Il motivo della stangata che colpirà inevitabilmente le liquidazioni dei dipendenti statali va ricercato in eventi anche molto lontani dall’attuale aumento dell’inflazione. Il momento economico attuale ha soltanto acuito un processo già in atto e che adesso esplode in tutta la sua tremenda potenza.
Soldi, brutte notizie anche per gli Statali
Questi eventi abbasseranno di molto gli assegni di liquidazioni dei dipendenti pubblici, allungando, peraltro, il tempo necessario per riceverli. Per capire il perché di questi avvenimenti occorre capire le regole della liquidazione ai dipendenti statali del TFR (Trattamento di Fine Rapporto) e TRS (Trattamento di Fine Servizio). Queste regole sono state modificate per la prima volta nel 2012, durante la durissima lotta alla crisi dello spread. In quell’occasione fu richiesto un sacrificio ai dipendenti dello Stato e dalla Pubblica Amministrazione, nella forma di un allungamento a 2 anni del tempo da attendere prima della liquidazione dell’assegno.
L’attesa poteva poi durare fino a 5 anni nel caso in cui il lavoratore dovesse decidere di andare in pensione anticipata tramite Quota 100 o la successiva Quota 102. La liquidazione per i dipendenti pubblici parte da 100.000 euro. Questi vengono pagati in 2 rate: la prima dopo 1 anno da quando il dipendente è andato in pensione di vecchiai, pari a 50.000 euro. la seconda rata, sempre di importo pari a 50.000 euro, viene pagata dopo 1 anno dalla prima. Nel caso in cui la liquidazione fosse superiore a 100.000 euro è prevista una terza rata che viene pagata 1 anno dopo la seconda. Nel caso in cui si vada in pensione prima del tempo tramite Quota 100 o Quota 102 è comunque necessario aspettare fino al compimento dei 67 anni prima di poter ottenere la prima rata della liquidazione.

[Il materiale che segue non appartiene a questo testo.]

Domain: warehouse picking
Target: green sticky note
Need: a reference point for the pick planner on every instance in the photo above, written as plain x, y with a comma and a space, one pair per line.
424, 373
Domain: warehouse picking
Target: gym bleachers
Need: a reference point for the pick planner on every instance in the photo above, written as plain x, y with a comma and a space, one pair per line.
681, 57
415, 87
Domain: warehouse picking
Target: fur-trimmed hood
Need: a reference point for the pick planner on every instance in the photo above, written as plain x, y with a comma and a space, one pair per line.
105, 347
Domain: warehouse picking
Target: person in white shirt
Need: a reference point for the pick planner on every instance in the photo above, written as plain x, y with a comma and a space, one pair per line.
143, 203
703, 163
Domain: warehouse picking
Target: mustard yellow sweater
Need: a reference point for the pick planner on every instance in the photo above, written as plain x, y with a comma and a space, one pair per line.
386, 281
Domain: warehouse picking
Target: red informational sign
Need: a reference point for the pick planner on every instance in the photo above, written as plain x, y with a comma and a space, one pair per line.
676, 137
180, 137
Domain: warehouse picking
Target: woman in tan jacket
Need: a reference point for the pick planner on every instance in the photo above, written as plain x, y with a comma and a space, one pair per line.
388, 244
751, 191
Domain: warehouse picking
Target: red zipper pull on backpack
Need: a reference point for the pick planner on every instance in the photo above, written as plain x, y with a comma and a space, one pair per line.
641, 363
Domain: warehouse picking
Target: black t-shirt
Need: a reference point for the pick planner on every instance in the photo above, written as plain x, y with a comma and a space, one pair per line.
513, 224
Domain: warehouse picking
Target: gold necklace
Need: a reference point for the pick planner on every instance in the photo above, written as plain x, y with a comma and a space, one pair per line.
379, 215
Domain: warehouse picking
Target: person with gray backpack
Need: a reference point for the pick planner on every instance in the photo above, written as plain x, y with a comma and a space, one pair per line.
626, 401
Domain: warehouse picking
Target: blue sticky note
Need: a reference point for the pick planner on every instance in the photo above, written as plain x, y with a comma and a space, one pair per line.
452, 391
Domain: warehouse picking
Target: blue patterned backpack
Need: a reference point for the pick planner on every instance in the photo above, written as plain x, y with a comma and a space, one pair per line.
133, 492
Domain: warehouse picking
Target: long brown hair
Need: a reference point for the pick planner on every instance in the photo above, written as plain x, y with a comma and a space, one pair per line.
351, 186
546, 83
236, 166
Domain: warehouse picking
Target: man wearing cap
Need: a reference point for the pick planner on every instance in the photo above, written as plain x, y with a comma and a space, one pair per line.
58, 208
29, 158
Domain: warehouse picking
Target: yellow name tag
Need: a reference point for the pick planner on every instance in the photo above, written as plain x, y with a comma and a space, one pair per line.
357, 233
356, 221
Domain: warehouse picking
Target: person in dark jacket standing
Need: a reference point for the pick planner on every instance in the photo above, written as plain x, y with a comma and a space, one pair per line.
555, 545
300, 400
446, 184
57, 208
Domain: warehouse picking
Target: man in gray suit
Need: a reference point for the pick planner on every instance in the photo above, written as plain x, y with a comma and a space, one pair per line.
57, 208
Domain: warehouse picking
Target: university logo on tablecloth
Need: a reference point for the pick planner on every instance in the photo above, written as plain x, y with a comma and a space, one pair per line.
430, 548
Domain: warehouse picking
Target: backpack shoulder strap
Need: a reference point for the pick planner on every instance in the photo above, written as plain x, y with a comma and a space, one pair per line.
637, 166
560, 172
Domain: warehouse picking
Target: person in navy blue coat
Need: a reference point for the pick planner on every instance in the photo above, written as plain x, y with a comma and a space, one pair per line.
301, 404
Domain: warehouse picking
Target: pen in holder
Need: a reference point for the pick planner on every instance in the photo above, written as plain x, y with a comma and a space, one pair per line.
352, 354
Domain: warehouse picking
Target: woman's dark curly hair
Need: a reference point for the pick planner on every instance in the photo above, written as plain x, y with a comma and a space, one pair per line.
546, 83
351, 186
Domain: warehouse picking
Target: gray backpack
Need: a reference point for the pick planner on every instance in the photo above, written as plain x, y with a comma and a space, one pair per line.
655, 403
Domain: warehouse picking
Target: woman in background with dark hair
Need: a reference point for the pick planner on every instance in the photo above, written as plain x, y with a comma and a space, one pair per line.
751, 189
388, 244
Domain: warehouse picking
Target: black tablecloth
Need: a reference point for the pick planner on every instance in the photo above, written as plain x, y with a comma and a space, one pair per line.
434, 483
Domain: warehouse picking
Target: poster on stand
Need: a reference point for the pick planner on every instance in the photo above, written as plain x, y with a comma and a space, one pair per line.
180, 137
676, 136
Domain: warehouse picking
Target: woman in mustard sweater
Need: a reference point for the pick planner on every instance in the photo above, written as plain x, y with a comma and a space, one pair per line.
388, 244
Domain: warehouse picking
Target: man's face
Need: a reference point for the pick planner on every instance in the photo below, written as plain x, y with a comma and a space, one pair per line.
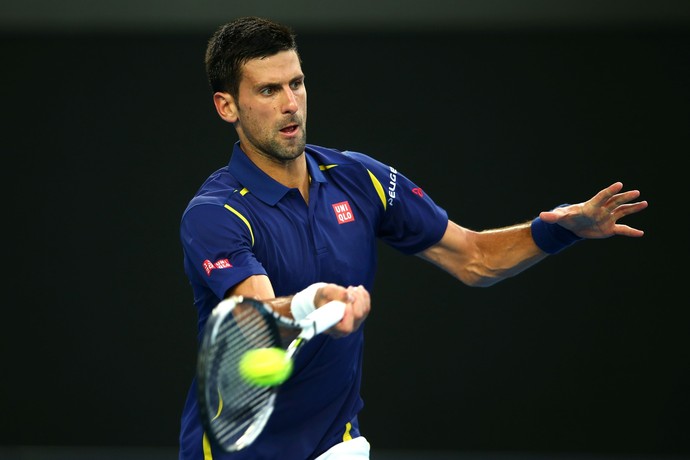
272, 107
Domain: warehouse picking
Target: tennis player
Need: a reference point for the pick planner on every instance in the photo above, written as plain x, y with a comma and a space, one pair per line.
284, 217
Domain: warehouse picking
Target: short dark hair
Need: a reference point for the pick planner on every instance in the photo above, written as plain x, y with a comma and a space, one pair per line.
238, 41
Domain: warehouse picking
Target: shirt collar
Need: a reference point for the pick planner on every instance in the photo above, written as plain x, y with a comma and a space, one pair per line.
261, 184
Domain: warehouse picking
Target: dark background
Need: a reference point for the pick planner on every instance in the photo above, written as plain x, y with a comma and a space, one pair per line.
108, 131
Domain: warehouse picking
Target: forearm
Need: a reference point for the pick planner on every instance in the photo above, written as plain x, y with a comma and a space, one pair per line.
487, 257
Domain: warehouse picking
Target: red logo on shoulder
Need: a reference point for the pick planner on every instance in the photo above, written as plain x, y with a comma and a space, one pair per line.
343, 212
210, 266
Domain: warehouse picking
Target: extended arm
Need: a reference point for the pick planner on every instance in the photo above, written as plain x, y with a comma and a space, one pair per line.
487, 257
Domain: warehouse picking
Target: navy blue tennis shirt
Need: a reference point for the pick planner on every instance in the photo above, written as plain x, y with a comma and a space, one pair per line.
241, 222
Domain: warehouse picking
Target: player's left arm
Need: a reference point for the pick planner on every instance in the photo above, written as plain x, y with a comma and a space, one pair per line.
487, 257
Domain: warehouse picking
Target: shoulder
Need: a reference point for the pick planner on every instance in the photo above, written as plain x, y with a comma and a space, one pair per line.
215, 191
328, 158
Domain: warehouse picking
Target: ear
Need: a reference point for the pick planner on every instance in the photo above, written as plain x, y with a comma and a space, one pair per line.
225, 106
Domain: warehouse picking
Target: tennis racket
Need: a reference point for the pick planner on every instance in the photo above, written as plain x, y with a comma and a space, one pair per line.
234, 411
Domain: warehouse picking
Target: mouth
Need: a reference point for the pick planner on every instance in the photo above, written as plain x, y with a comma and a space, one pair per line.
291, 129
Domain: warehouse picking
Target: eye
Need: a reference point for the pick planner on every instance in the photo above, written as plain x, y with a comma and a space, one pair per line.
296, 84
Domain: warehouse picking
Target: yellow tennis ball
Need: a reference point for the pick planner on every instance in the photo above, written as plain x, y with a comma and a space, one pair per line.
265, 366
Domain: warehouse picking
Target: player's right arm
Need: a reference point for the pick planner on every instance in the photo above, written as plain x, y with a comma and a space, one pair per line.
356, 298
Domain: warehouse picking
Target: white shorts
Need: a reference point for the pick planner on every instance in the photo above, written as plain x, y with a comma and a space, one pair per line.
354, 449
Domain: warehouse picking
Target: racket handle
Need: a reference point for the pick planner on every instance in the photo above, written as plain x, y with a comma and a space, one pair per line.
324, 317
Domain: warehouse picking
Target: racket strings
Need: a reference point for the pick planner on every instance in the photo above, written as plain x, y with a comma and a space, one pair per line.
243, 405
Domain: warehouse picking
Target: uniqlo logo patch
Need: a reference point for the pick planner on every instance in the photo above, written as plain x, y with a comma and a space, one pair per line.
210, 266
343, 212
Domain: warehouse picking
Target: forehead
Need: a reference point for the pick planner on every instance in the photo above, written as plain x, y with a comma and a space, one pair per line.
283, 66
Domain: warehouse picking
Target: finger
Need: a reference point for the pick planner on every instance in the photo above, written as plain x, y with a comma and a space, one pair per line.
603, 197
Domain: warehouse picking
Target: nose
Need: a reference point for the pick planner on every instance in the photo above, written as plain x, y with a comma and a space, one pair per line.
290, 103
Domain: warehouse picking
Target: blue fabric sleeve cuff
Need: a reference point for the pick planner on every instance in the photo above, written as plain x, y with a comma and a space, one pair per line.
552, 238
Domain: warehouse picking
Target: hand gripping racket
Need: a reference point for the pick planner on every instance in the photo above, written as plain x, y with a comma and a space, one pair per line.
233, 410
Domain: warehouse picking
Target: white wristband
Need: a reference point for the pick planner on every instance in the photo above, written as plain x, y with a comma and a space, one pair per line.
303, 302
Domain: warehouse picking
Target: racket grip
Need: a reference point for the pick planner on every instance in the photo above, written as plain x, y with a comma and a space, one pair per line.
326, 316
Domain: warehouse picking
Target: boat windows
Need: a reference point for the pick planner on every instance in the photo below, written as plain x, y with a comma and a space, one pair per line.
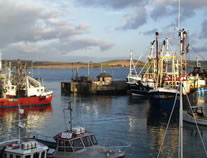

L’ABI e l’allora Governo Conte avevano stabilito un accordo per permettere ai dipendenti di accedere ad un anticipo bancario a prezzo calmierato. L’accordo, rinnovato di recente, permette un prestito fino a 45.000 euro a un tasso dello 0,4% più il cosidetto “rendistato”. Il problema attuale è che con l’aumento dell’inflazione, il rendistato è salito di conseguenza, con gli anticipi bancari su TFS e TFR che arrivano a costare, quando va bene, fino al 2%. Si potrebbe, comunque lasciare che i soldi vengano tenuti dall’INPS per poi prenderli con le rate normali entro 5 anni, ma in quel caso, i soldi sarebbero svalutati a causa proprio dell’inflazione, che porterebbe i soldi ottenuti tra 2 o 5 anni a valere molto meno di adesso.